Preetika Rajgariah is blossoming into an ever-more powerful version of herself in her new series of large-scale multi-panel brightly-colored self-portraits on Yoga Mats. Rajgariah, who performed to great acclaim a perverse version of twister on dotted Yoga mats in the halls of the Untitled Art Fair last December, continues her ongoing quest toward reclaiming the bastardized language of mass culture American yoga by employing her fiercely queer Indian-Texan persona. She will be showing expanded and timely pleasure based paintings in this classic Montrose storefront gallery.
An Indian American woman raised in a traditional Texas Indian family Preetika Rajgariah's explorations of herself are unexpected and radical. The series of provocative self-portraits on mats, collectively named Fans Only, are unapologetic and daring, exploring the embodiment of the feminine divine while also challenging notions of agency and portraiture in the canon. This uncensored making, during a time when women and queer bodies' existence are a threat to white patriarchal systems, is a pleasure centered celebration, allowing Rajgariah to profit from her own sexual creativity -- something third wave feminists always hoped would come to pass.

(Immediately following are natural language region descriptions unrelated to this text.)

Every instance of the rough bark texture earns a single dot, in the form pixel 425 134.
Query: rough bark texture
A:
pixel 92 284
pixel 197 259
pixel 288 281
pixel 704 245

Indian bodies and spiritually rooted practices are rarely unveiled in the visual culture of the westernized wellness industry, so the artist combats this erasure and reappropriates materials like the euro- creation of the mat itself, inserting her body into unexpected and futurist narratives that allow space to explore specificities of her lived experiences while also reveling in the nostalgic and future imaginations.
Wrapped in fabrics from family and community sourced saris, her multi- hyphenated body claims its space there in such a manner that it cannot be ignored while also giving importance to and carrying forward the legacy of the women and culture makers before her.